Physics and Geology Department

Joint Colloquium

Thursday, September 15, 2022

4:00pm-5:00pm

Gardiner Hall, Room 230

Host: Dr. James Ni and Dr. Michael Paolone

Refreshments served at 3:45pm

 

Simon Klemperer

Departments of Geophysics and of Geological Sciences,

Stanford University

 

 

Continental subduction re-imagined: Mapping the mantle suture beneath Tibet using geothermal 3He/4He, S-wave receiver functions, and Sn/Lg ratios

 

In introductory textbooks, oceanic subduction and continental collision are treated as separate, very different, processes. Geophysical images (seismic tomography) have led to contradictory interpretations that India directly underthrusts Tibet as a horizontal plate or that India subducts steeply into the mantle. Helium transits from mantle depths to the surface within a few millennia, such that the ratio of mantle-derived 3He to dominantly crust-derived 4He provides a snapshot of the subsurface. S-wave receiver functions (SRF) image the lithosphere-asthenosphere boundary; and Sn/Lg amplitude ratios distinguish earthquakes in the continental upper mantle or eclogitized base-crustal layer. To resolve the geometry of the continental collision between India and Asia I use 3He/4He data from 225 geothermal springs across a >1,000-km-wide region of southern Tibet to define a sharp boundary subparallel to the surface suture between India and Asia, just north of the Himalaya, delineating the northern limit of India at ∼80-km depth.
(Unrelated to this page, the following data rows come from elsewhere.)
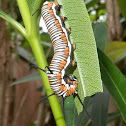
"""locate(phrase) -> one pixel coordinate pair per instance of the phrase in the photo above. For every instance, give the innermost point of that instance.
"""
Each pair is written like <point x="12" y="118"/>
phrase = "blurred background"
<point x="19" y="103"/>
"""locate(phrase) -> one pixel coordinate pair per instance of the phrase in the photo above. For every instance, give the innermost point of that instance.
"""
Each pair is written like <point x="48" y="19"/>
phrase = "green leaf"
<point x="88" y="73"/>
<point x="122" y="6"/>
<point x="115" y="82"/>
<point x="116" y="51"/>
<point x="13" y="22"/>
<point x="100" y="33"/>
<point x="90" y="3"/>
<point x="31" y="77"/>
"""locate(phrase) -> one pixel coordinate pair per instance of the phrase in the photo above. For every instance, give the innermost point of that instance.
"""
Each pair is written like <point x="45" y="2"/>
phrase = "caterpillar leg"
<point x="64" y="18"/>
<point x="38" y="68"/>
<point x="74" y="46"/>
<point x="69" y="30"/>
<point x="74" y="63"/>
<point x="45" y="98"/>
<point x="63" y="98"/>
<point x="49" y="69"/>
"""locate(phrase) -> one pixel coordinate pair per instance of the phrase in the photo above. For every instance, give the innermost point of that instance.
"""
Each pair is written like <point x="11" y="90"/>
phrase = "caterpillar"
<point x="62" y="84"/>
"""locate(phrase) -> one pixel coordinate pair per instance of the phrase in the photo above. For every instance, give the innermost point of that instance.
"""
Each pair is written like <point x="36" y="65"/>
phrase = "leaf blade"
<point x="82" y="34"/>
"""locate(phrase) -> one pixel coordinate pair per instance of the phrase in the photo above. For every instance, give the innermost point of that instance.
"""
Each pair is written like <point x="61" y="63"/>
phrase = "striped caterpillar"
<point x="62" y="84"/>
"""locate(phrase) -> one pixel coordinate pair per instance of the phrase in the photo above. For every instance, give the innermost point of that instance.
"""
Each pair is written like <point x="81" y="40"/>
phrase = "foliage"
<point x="85" y="53"/>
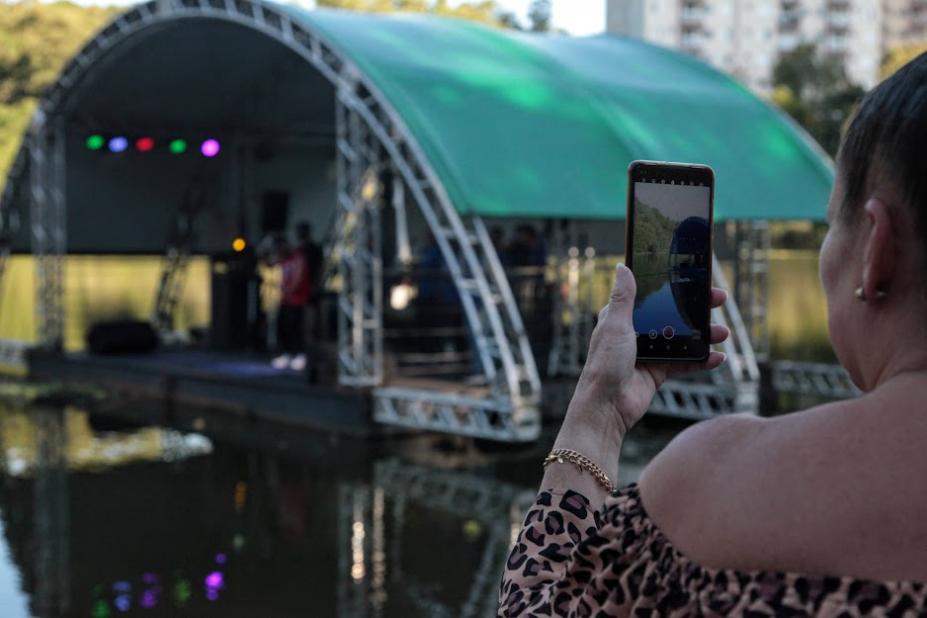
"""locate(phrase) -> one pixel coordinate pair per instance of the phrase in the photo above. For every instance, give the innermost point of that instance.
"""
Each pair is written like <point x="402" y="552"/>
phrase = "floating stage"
<point x="244" y="386"/>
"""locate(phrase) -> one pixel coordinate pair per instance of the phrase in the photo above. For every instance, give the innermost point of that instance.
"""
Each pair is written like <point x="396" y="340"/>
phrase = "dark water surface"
<point x="215" y="517"/>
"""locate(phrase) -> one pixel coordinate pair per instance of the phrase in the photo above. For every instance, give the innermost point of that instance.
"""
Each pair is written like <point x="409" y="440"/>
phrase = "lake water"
<point x="105" y="288"/>
<point x="215" y="518"/>
<point x="212" y="517"/>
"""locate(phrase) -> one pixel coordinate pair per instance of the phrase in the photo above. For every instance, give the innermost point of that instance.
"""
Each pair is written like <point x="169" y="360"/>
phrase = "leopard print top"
<point x="571" y="560"/>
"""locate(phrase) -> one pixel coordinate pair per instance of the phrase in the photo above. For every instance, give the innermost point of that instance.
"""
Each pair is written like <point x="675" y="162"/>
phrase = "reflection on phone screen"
<point x="671" y="258"/>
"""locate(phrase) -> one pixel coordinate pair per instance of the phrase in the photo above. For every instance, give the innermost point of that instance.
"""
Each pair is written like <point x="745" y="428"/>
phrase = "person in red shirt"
<point x="294" y="294"/>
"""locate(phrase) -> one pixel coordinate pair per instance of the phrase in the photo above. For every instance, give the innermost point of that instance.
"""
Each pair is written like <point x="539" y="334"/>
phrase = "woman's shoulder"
<point x="672" y="580"/>
<point x="816" y="491"/>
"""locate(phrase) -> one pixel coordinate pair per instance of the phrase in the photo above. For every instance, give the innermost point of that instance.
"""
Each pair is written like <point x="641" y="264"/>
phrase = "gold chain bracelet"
<point x="561" y="455"/>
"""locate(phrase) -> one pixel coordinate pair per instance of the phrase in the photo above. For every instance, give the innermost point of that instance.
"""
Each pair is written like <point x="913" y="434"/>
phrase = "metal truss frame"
<point x="492" y="315"/>
<point x="46" y="144"/>
<point x="573" y="309"/>
<point x="359" y="246"/>
<point x="363" y="567"/>
<point x="732" y="388"/>
<point x="751" y="281"/>
<point x="813" y="379"/>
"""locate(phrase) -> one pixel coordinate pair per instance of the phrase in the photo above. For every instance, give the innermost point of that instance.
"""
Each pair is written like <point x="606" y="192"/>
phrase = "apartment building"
<point x="904" y="22"/>
<point x="745" y="37"/>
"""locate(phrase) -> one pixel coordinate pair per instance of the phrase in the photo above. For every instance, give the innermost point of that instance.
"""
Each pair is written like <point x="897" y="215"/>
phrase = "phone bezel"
<point x="639" y="171"/>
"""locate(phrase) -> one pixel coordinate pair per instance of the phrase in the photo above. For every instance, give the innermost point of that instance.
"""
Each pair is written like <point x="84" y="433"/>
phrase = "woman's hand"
<point x="614" y="390"/>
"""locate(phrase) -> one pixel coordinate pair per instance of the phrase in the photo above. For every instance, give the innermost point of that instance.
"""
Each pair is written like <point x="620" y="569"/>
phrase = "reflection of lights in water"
<point x="123" y="602"/>
<point x="358" y="571"/>
<point x="472" y="529"/>
<point x="100" y="609"/>
<point x="149" y="599"/>
<point x="357" y="551"/>
<point x="378" y="558"/>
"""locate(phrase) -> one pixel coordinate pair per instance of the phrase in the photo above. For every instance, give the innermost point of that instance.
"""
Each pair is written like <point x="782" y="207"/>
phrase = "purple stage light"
<point x="123" y="602"/>
<point x="210" y="148"/>
<point x="149" y="599"/>
<point x="118" y="144"/>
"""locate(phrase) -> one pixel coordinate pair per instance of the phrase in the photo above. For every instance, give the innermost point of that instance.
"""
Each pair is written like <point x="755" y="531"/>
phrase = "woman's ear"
<point x="879" y="251"/>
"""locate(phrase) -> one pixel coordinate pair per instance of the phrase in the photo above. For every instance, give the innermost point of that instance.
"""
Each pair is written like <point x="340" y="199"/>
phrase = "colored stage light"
<point x="144" y="144"/>
<point x="118" y="144"/>
<point x="210" y="148"/>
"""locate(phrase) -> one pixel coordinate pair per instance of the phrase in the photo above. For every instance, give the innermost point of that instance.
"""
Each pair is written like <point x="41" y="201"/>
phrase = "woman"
<point x="819" y="512"/>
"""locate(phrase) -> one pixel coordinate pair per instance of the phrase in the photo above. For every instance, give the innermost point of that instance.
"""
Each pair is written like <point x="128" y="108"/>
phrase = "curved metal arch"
<point x="511" y="411"/>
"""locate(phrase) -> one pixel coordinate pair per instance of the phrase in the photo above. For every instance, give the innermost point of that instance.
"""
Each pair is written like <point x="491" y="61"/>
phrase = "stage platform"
<point x="243" y="385"/>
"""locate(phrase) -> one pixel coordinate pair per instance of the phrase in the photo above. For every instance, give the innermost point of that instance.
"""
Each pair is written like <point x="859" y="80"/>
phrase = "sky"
<point x="579" y="17"/>
<point x="674" y="201"/>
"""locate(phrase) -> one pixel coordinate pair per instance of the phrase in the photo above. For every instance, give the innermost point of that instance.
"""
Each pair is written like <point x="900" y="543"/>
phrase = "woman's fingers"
<point x="719" y="333"/>
<point x="713" y="362"/>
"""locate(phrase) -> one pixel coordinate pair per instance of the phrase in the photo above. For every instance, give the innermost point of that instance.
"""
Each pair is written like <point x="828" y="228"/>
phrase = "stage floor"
<point x="236" y="383"/>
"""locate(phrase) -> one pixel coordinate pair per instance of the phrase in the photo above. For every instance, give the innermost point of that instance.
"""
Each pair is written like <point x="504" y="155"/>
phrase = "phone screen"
<point x="670" y="218"/>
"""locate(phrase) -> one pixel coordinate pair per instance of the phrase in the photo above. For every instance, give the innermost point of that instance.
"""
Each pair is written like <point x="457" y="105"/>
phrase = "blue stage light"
<point x="118" y="144"/>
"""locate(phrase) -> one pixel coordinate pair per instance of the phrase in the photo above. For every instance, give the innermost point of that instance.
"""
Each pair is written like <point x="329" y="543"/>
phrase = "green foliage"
<point x="653" y="231"/>
<point x="36" y="39"/>
<point x="900" y="56"/>
<point x="539" y="15"/>
<point x="814" y="90"/>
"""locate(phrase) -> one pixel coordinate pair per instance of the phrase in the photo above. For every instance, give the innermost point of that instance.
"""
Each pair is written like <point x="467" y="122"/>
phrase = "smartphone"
<point x="669" y="249"/>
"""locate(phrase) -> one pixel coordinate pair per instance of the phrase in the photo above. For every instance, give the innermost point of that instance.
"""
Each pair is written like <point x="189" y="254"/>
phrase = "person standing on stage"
<point x="294" y="294"/>
<point x="312" y="253"/>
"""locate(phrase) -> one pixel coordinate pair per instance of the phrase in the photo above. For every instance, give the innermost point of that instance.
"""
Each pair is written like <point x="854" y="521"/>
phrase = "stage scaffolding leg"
<point x="360" y="266"/>
<point x="51" y="529"/>
<point x="47" y="202"/>
<point x="565" y="354"/>
<point x="751" y="281"/>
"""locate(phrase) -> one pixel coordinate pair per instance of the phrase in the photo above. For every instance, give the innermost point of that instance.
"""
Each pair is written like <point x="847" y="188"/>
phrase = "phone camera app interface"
<point x="671" y="244"/>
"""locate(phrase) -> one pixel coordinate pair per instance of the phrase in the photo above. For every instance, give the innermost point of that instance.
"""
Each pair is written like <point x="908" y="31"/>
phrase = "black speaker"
<point x="122" y="337"/>
<point x="275" y="211"/>
<point x="232" y="302"/>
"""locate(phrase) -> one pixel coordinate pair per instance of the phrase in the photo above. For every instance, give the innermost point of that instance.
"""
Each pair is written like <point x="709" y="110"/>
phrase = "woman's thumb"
<point x="621" y="303"/>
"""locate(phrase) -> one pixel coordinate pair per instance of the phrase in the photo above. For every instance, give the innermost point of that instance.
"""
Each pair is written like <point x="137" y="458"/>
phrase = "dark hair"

I use S-wave receiver functions (SRF) to map out the region in southeastern Tibet where the mantle suture turns south across the Yarlung-Zangbo suture, requiring delamination of mantle lithosphere from underthrust Indian crust. I use Sn/Lg ratios to map the northern limit of eclogitized underthrust Indian crust and mantle lithosphere in far northwestern Tibet. The India–Asia collision resembles oceanic subduction in having a dipping-slab overlain by an asthenospheric mantle wedge, separated by a likely slab tear from a flat-slab segment. The gross along-strike geometry is controlled by the western transition to Hindu Kush-Pamir subduction and the eastern transition to Burma subduction.